After a one-game suspension for a misdemeanor harassment charge, James, the Pac-10’s leading returning rusher, returns to the field on Saturday when he and seventh-ranked Oregon visit Tennessee for the first meeting of the two teams. It’s also the first serious test for both squads after the Ducks (1-0) dominated in a 72-0 win over New Mexico and the Volunteers (1-0) cruised to a 50-0 victory over Tennessee-Martin last week.

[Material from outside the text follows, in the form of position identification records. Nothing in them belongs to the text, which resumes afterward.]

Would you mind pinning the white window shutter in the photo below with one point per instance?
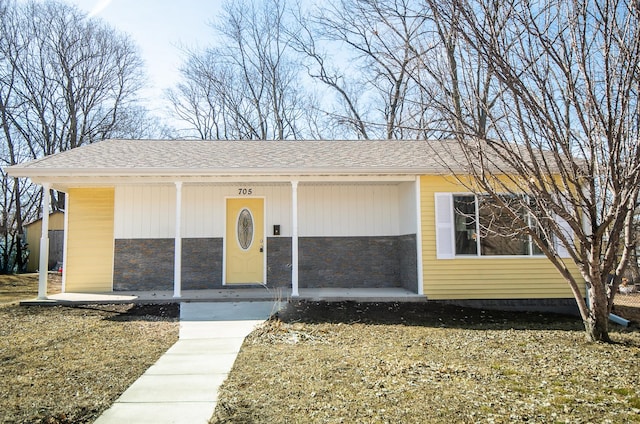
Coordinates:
(567, 232)
(445, 237)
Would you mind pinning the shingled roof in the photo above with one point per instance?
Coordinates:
(191, 157)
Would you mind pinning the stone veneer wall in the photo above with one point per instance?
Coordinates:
(279, 261)
(143, 264)
(324, 262)
(356, 262)
(201, 263)
(407, 251)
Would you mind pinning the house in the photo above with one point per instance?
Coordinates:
(33, 232)
(189, 215)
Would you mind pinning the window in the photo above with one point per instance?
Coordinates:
(484, 227)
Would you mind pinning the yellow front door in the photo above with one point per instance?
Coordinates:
(245, 241)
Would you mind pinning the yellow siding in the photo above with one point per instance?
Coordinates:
(89, 261)
(480, 277)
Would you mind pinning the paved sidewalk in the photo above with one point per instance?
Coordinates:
(182, 386)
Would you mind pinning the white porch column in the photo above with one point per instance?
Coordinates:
(177, 261)
(419, 235)
(294, 239)
(43, 266)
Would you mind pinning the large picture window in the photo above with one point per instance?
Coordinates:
(484, 227)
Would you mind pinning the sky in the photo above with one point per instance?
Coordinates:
(159, 28)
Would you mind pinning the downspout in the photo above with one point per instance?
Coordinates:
(419, 236)
(43, 269)
(294, 239)
(177, 260)
(612, 317)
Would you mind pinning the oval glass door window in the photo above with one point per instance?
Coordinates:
(245, 229)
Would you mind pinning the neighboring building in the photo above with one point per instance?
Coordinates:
(33, 233)
(186, 215)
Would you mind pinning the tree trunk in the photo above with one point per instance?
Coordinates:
(596, 324)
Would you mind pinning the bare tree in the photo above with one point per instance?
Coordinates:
(564, 131)
(65, 81)
(369, 53)
(248, 86)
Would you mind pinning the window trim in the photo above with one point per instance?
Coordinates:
(446, 237)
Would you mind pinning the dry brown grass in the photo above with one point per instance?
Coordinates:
(415, 363)
(67, 365)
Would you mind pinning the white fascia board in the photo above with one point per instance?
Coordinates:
(173, 172)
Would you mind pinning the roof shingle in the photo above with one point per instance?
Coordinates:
(168, 157)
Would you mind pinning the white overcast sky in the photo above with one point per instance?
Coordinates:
(159, 28)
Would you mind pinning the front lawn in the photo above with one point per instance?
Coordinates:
(68, 364)
(418, 363)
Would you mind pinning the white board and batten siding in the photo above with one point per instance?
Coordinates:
(324, 210)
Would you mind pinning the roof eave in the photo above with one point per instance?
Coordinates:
(43, 173)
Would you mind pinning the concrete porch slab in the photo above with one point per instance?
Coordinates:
(234, 295)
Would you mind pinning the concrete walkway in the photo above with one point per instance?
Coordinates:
(182, 386)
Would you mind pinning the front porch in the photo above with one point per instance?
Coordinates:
(395, 294)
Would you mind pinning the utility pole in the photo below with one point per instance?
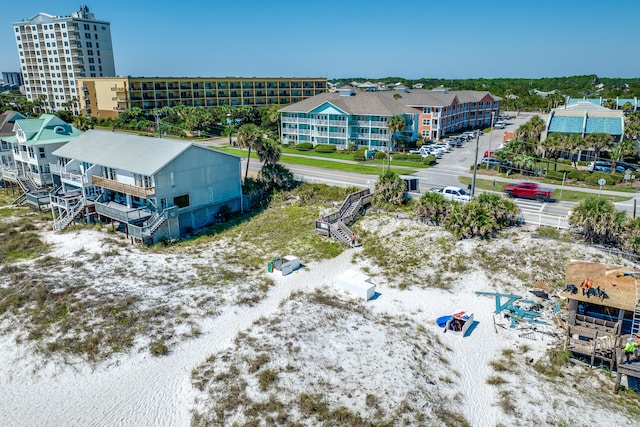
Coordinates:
(475, 166)
(490, 138)
(158, 115)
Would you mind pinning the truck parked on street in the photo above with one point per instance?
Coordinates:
(528, 190)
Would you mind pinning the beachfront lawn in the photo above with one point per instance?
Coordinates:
(369, 167)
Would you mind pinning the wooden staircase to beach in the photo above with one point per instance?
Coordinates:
(635, 323)
(336, 224)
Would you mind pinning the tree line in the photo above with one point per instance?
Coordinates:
(520, 94)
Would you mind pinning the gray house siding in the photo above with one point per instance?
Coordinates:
(209, 178)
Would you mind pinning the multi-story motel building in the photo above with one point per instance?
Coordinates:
(54, 51)
(106, 97)
(360, 118)
(444, 112)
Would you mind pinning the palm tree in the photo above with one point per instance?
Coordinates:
(623, 148)
(632, 230)
(269, 152)
(394, 125)
(599, 220)
(632, 126)
(390, 188)
(524, 162)
(229, 130)
(433, 206)
(249, 137)
(504, 210)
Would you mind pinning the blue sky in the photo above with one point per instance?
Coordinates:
(334, 39)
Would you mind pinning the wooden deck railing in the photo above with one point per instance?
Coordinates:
(133, 190)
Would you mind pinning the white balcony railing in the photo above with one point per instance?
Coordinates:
(72, 177)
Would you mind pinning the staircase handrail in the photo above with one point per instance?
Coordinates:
(363, 196)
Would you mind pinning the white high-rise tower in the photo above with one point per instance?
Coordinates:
(54, 51)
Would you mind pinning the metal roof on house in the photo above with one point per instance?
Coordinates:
(7, 120)
(586, 117)
(618, 282)
(138, 154)
(47, 129)
(361, 103)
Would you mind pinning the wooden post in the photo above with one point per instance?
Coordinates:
(593, 350)
(617, 386)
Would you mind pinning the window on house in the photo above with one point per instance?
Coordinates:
(181, 201)
(109, 173)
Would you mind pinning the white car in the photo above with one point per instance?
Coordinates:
(456, 194)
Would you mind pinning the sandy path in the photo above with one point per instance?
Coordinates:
(141, 390)
(426, 305)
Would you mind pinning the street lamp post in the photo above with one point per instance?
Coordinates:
(490, 137)
(475, 167)
(158, 115)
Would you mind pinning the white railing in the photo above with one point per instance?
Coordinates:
(295, 120)
(549, 220)
(71, 177)
(376, 124)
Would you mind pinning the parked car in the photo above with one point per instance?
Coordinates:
(627, 166)
(470, 134)
(528, 190)
(455, 194)
(492, 161)
(604, 166)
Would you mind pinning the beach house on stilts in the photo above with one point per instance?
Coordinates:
(604, 312)
(150, 188)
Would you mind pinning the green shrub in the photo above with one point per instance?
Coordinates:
(555, 175)
(304, 146)
(159, 348)
(325, 148)
(577, 175)
(430, 160)
(610, 179)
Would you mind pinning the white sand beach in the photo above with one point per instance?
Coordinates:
(388, 347)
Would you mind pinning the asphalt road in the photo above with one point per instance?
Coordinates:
(454, 164)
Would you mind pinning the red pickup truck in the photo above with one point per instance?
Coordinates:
(529, 190)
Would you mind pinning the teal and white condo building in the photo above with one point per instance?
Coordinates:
(345, 117)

“There’s a lot of things you can get better at as a team,” Oregon coach Chip Kelly said. “We had a lot of guys contribute and that was special for us. But we’ve still got a long ways to go to being a really good football team.” The Ducks’ rushing game is already pretty close to perfect. James’ backup, Kenjon Barner, ran for 147 yards and four touchdowns and added a reception for another TD to tie Oregon’s modern-day scoring record before halftime against the Lobos.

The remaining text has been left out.